Table 7 Number of multiplications and evaluation key sizes for constructions in [12] and ours
Full size table

8.5 GPU implementation of LTV

Dai et al. recently reported a GPU implementation of our modified LTV scheme on an NVIDIA GeForce GTX 690 graphics cards in [33]. The authors developed a custom GPU CUDA library to support fast discrete Fourier transform based arithmetic for large degree polynomials. This fast arithmetic library later is used to accelerate the homomorphic multiplication and relinearization operations. The authors achieved a \(4.15\) h batched AES evaluation resulting in a \(7.3\) s per block amortized running time. This implementation achieves a \(7.6\) times speedup over our CPU implementation.

8.6 Windowed implementation of LTV

Recently, Öztürk et al. reported [34] a windowed implementation of the LTV implementation presented in this paper. In the design, the evaluation keys are constructed using powers of a word \(w\) instead of powers of \(2\). This decreases the number of evaluation keys from \(\log {q}\) to \(\log {q}/w\) where \(\log {q}\) is the bit length of the modulus. With this additional optimization, the authors achieve a \(4.4\) times speedup and reduce the per AES block amortized running time to \(12.6\) s.

9 Conclusion

In this work, we presented a customized leveled implementation of the NTRU based LTV homomorphic encryption scheme. We introduced a number of optimizations to obtain an efficient bit-sliced and batched implementation. We analyzed noise growth for increasing circuit depths and developed a simple formula that allows one to determine parameter sizes to support arbitrary depth circuits efficiently. Furthermore, we specialized the modulus in a way that allows us to drastically reduce the public key size while retaining the ability to apply modulus reduction and switching through the levels of evaluation. The reduced public key size makes it possible to evaluate deep circuits such as the AES block cipher on common (non-server) computing platforms with a reasonable amount of memory.

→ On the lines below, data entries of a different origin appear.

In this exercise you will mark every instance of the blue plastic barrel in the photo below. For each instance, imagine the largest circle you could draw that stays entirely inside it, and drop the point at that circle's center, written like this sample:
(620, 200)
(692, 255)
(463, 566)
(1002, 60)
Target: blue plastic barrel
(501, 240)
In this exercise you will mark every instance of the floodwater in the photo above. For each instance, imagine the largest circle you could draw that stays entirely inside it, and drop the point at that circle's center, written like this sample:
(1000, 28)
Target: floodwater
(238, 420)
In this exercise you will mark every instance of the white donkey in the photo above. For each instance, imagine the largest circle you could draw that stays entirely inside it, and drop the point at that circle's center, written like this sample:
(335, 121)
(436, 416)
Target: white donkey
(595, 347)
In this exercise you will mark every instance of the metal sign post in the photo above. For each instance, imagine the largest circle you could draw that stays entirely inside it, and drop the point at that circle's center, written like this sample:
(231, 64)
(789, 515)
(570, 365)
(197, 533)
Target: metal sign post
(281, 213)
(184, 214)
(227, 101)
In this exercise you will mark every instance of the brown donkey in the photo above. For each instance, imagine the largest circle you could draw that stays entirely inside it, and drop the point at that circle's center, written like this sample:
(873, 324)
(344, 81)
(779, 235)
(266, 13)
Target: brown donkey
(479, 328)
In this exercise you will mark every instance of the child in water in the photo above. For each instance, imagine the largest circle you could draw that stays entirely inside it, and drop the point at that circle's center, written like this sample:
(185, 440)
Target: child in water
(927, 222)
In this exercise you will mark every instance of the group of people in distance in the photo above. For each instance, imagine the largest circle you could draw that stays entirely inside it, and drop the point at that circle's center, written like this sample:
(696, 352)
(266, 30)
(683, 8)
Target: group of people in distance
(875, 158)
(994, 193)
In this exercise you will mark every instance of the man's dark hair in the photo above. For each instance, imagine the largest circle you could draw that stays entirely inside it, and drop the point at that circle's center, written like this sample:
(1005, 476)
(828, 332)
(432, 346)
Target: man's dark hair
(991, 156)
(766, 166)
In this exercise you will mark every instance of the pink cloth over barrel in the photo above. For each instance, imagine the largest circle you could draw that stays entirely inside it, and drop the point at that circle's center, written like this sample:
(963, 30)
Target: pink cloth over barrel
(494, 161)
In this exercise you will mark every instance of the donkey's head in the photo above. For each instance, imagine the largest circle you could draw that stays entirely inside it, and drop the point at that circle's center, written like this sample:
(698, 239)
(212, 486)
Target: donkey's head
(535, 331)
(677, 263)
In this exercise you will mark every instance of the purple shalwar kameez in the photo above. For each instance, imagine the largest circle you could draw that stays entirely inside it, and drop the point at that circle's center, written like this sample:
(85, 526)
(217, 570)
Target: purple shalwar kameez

To expose the performance of the LTV, we homomorphically evaluated the full 10 round AES circuit in 29 h with 2048 message slots yielding a 51 s per AES block evaluation making it 47 times faster than the generic bit-sliced implementation, 5.8 times faster than the AES customized byte sliced BGV implementation by Gentry, Halevi and Smart. In the final stages of the revision of this manuscript Gentry, Halevi and Smart introduced an updated version of their implementation with a significant speedup achieved via a highly optimized custom SIMD implementation. This suggests that our implementation can be further sped up via the SIMD evaluation strategy.